Senator Bassey was prosecuted by the anti-graft agency on allegation of receiving vehicle valued at N204 million as bribe from companies linked to one Olajide Omokore, a contractor who executed a N3billion contract for the Government of Akwa Ibom State whilst Senator Bassey was Commissioner for finance and Chairman of the Inter-Ministerial Direct Labour Coordinating Committee

The offence contravenes Section 15 (2) (d) of the Money Laundering (Prohibition) Act, 2011 (as amended) and is punishable under Section 15 (3) of the same Act.

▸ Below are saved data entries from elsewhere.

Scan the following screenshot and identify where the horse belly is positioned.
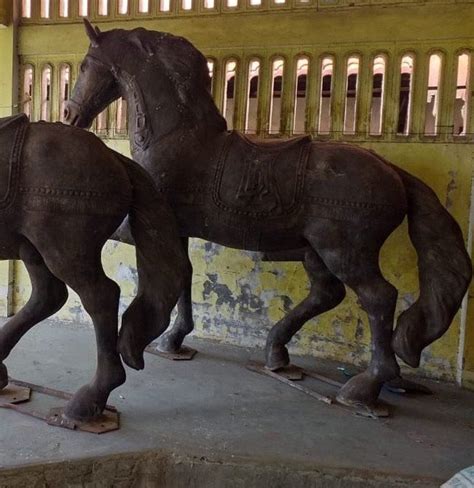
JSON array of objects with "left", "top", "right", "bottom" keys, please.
[{"left": 184, "top": 204, "right": 306, "bottom": 252}]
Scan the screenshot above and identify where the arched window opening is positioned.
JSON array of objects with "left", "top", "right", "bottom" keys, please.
[
  {"left": 207, "top": 59, "right": 215, "bottom": 94},
  {"left": 138, "top": 0, "right": 149, "bottom": 12},
  {"left": 223, "top": 61, "right": 237, "bottom": 130},
  {"left": 182, "top": 0, "right": 192, "bottom": 9},
  {"left": 118, "top": 0, "right": 128, "bottom": 14},
  {"left": 96, "top": 109, "right": 108, "bottom": 135},
  {"left": 245, "top": 60, "right": 260, "bottom": 134},
  {"left": 204, "top": 0, "right": 215, "bottom": 7},
  {"left": 41, "top": 66, "right": 52, "bottom": 122},
  {"left": 22, "top": 0, "right": 32, "bottom": 17},
  {"left": 160, "top": 0, "right": 171, "bottom": 11},
  {"left": 79, "top": 0, "right": 88, "bottom": 16},
  {"left": 293, "top": 57, "right": 309, "bottom": 134},
  {"left": 59, "top": 0, "right": 69, "bottom": 17},
  {"left": 250, "top": 0, "right": 261, "bottom": 5},
  {"left": 22, "top": 66, "right": 34, "bottom": 120},
  {"left": 269, "top": 58, "right": 284, "bottom": 134},
  {"left": 274, "top": 0, "right": 286, "bottom": 4},
  {"left": 370, "top": 56, "right": 386, "bottom": 136},
  {"left": 318, "top": 56, "right": 333, "bottom": 135},
  {"left": 41, "top": 0, "right": 50, "bottom": 18},
  {"left": 424, "top": 53, "right": 442, "bottom": 136},
  {"left": 98, "top": 0, "right": 108, "bottom": 15},
  {"left": 227, "top": 0, "right": 238, "bottom": 6},
  {"left": 116, "top": 98, "right": 128, "bottom": 134},
  {"left": 454, "top": 53, "right": 470, "bottom": 136},
  {"left": 343, "top": 56, "right": 359, "bottom": 135},
  {"left": 59, "top": 64, "right": 71, "bottom": 123},
  {"left": 397, "top": 55, "right": 414, "bottom": 135}
]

One of the charges against the senator reads, “That you, Albert Bassey, whilst being the Commissioner for Finance, Akwa Ibom State and Chairman of Akwa Ibom State Inter-Ministerial Direct Labour Coordinating Committee, IMDLCC sometime in December 2012, within the jurisdiction of this Honourable Court, indirectly took possession of a vehicle (Infinity QX 56 BP) valued at N45,000,000.00 at the instance of one Olajide Jones Omokore (whose companies had contracts with Akwa Ibom State Government at that material time), when you reasonably ought to have known that the said vehicle formed part of proceed of unlawful activity (to wit: corruption) and you thereby committed an offence contrary to Section 15 (2) (d) of the Money Laundering (Prohibition) Act, 2011 (as amended) and punishable under Section 15 (3) of the same Act”.

Upon arraignment, the senator pleaded not guilty to the charges setting the stage for his full trial.